De notre envoyée spéciale à Ngoma.
«
Ça, c'est la maison de Hishamunda. Hishamunda, c'était le père de la famille. » Théodate Siboyintore regarde tristement le terrain cabossé devant lui. Le représentant de l'association de rescapés Ibuka pour le district désigne l'emplacement de la maison de la fille d'un génocidaire. Il y a six mois, sous cette maison, des ossements ont été découverts. «
Comment on a trouvé les corps ici ? Quand la fille après avoir construit une maison en 2007 a voulu construire une clôture. Et en creusant, là où ils peuvent mettre les fondations, les maçons ont trouvé les corps. »
« Ils n'ont rien dit »
D'abord une quarantaine, puis des dizaines d'autres sont retrouvés sous la cuisine ou les toilettes. La maison est finalement détruite. Dessous, il y avait un millier de corps, selon Ibuka.
Pendant trente ans, les propriétaires du terrain n'ont rien dit. «
Ah on se pose beaucoup de questions. Nous vivons avec les gens qui sont comme ça ? Après trente ans, les gens ne veulent pas changer ? Les gens ont toujours cette idée de toujours menacer, toujours mettre les rescapés en danger, en colère, ajoute le représentant de l’association Ibuka
. On se pose beaucoup de questions, mais on n'a pas de réponses exactes. » Selon les Nations unies, plus d'un million de personnes -- en majorité des Tutsis, mais également des Hutus, et d'autres opposants au génocide -- ont été systématiquement tués en moins de trois mois.
Les ossements et les habits sont entreposés dans un bâtiment administratif tout proche. De jeunes hommes les nettoient en les frottant dans des bassines. Consolée Mukamana les dépose ensuite délicatement sur de grandes bâches sur le ciment. En 1994, elle avait 14 ans, elle en a 44 aujourd’hui. Mère de cinq enfants, elle a du mal à dire ce qui est arrivé à leurs grands-parents. Trente ans après, elle cherche toujours une trace de sa mère.
« Je cherche cette robe »
«
C'est très important, pour nous, notamment les habits. Quand vous avez perdu quelqu'un et que vous vous souvenez du vêtement que la personne portait quand elle a été tuée, vous cherchez ce vêtement, explique Mukamana
. Ma mère portait une robe verte, en pagne. Chaque fois qu'on trie des vêtements, je cherche cette robe. »

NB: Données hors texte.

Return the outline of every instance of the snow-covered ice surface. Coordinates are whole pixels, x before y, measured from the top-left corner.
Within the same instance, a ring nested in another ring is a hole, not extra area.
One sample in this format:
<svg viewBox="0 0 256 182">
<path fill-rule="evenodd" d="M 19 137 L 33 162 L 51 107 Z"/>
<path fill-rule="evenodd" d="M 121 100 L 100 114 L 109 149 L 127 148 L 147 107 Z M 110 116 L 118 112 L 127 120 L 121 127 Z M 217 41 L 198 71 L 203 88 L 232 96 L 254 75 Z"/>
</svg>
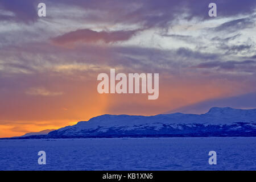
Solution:
<svg viewBox="0 0 256 182">
<path fill-rule="evenodd" d="M 256 138 L 0 140 L 0 170 L 256 170 L 255 150 Z"/>
</svg>

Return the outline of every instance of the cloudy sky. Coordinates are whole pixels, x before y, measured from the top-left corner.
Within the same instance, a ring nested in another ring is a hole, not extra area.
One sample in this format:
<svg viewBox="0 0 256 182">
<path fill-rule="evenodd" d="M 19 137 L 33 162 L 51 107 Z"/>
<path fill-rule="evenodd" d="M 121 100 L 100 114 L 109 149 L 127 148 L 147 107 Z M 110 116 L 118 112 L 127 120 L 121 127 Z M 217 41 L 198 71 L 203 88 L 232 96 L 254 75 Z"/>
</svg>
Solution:
<svg viewBox="0 0 256 182">
<path fill-rule="evenodd" d="M 1 0 L 0 137 L 107 113 L 256 107 L 255 20 L 255 0 Z M 159 73 L 159 98 L 98 94 L 110 68 Z"/>
</svg>

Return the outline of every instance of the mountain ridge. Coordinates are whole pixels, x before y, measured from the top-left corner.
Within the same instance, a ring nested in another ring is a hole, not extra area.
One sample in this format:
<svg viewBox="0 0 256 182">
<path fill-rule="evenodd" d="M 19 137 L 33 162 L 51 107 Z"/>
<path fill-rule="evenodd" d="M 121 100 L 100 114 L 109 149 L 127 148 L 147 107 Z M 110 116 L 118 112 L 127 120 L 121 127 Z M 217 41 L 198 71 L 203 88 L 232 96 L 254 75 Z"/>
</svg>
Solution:
<svg viewBox="0 0 256 182">
<path fill-rule="evenodd" d="M 205 114 L 104 114 L 23 138 L 256 136 L 256 109 L 212 107 Z"/>
</svg>

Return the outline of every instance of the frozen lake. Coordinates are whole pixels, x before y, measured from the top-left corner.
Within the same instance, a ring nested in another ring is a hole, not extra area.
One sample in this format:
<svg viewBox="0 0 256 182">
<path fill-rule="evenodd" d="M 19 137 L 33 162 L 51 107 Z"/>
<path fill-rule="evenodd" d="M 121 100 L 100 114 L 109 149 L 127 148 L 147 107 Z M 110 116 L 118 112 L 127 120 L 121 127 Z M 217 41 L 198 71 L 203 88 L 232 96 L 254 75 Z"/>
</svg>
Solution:
<svg viewBox="0 0 256 182">
<path fill-rule="evenodd" d="M 255 150 L 256 138 L 0 140 L 0 170 L 256 170 Z"/>
</svg>

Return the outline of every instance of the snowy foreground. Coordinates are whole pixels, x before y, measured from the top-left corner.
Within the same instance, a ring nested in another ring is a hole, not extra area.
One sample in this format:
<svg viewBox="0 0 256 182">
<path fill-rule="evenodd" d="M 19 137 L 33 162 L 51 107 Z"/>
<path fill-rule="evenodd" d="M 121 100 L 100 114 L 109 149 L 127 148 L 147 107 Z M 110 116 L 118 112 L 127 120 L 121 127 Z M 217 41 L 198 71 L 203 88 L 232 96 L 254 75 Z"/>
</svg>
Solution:
<svg viewBox="0 0 256 182">
<path fill-rule="evenodd" d="M 0 170 L 256 170 L 255 150 L 256 138 L 0 140 Z"/>
</svg>

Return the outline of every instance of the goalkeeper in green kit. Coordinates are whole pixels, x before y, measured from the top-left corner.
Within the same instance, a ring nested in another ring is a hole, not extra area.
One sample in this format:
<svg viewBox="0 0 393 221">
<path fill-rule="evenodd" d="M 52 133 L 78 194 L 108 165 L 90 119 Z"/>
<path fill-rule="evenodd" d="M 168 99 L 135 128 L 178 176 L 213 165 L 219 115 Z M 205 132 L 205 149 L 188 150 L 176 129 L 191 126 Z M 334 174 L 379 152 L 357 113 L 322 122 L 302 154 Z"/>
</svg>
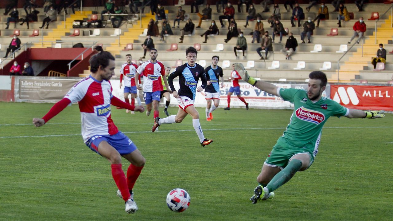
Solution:
<svg viewBox="0 0 393 221">
<path fill-rule="evenodd" d="M 274 196 L 273 191 L 282 186 L 298 171 L 307 169 L 318 153 L 322 128 L 332 116 L 348 118 L 383 118 L 383 110 L 363 111 L 349 109 L 322 97 L 327 83 L 325 74 L 311 72 L 307 90 L 279 88 L 250 77 L 241 63 L 235 64 L 242 79 L 251 85 L 290 101 L 294 110 L 283 136 L 266 159 L 257 180 L 259 184 L 250 199 L 253 203 Z"/>
</svg>

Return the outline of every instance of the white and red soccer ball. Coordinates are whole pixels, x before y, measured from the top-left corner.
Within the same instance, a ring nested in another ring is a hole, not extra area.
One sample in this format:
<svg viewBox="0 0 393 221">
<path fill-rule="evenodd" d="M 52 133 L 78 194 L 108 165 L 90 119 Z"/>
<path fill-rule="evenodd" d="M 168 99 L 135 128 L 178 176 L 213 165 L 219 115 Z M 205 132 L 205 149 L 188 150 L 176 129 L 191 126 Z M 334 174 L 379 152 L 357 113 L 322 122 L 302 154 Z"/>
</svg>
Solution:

Un homme étend les vêtements une fois lavés. Un tee-shirt jaune, un vêtement d'enfants à rayure, un tissu fleuri. Alice Nyirabagina, 41 ans, coordonne. Elle est choquée que des gens aient pu vivre des années sur un charnier. «
Quand on découvre que la personne dort, mange, fait sa toilette, sur des charniers, c'est très triste, raconte la coordinatrice
. Et encore aujourd’hui, ils ne veulent pas parler de ce qui s'est passé alors qu’ils étaient là, ils savaient tout. »
La propriétaire de la maison et son père sont depuis en prison et seront jugés. Les corps et les vêtements reposeront au mémorial de Ngoma après une cérémonie organisée pendant les commémorations.